Abstract

Substance-use disorders (SUDs) increase the risk of suicide. Examining risk factors for violent or nonviolent suicide in those with SUDs could improve suicide-prevention efforts in these individuals. We examined the demographic and clinical predictors of violent and nonviolent suicide among patients with SUDs. This study examined Veterans Affairs (VA) patients with SUDs who were alive at the beginning of Fiscal Year (FY) 2002 and died by suicide during FYs 2002 through 2006 (n = 854) and a random sample of 4,228 SUD patients who did not die by suicide during this period. Data were obtained from VA medical records and the National Death Index. Patients were considered to have an SUD if they received two or more diagnoses of the same SUD from FY 1997 to FY 2001. Of those who died by suicide, 70% (n = 600) used violent means. Diagnoses of depressive, other anxiety, bipolar and posttraumatic stress disorders, schizophrenia, and personality disorders were associated with increased risk of both violent and nonviolent suicide; however, these associations were stronger for nonviolent than violent suicide deaths.
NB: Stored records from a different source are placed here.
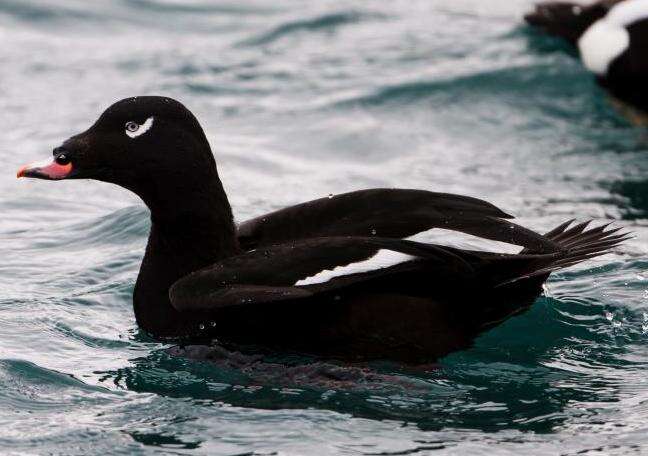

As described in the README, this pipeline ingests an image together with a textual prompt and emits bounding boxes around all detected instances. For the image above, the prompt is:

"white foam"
[578,0,648,76]
[126,117,153,138]
[295,249,416,285]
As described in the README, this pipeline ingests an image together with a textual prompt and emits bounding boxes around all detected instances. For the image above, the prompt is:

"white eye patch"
[578,0,648,76]
[125,117,153,138]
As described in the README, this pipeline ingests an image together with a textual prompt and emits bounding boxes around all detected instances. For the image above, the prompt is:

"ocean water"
[0,0,648,455]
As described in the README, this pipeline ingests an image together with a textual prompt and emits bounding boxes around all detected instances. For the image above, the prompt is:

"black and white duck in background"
[18,97,627,363]
[525,0,648,119]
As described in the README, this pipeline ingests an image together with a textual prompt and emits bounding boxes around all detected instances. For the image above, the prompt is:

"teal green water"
[0,0,648,455]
Risk of nonviolent suicide was greater among patients with opioid-use disorders or a clinical diagnosis of abuse or dependence (according to the International Classification of Diseases, Tenth Revision) on multiple substances. Most VA patients with SUDs who died from suicide used violent means. No specific SUD was associated with increased risk of violent suicide, but several SUD diagnoses were associated with increased risk of nonviolent suicide. Concurrent psychopathology increased risk for both suicide types; however, the relationship was strongest for nonviolent suicide.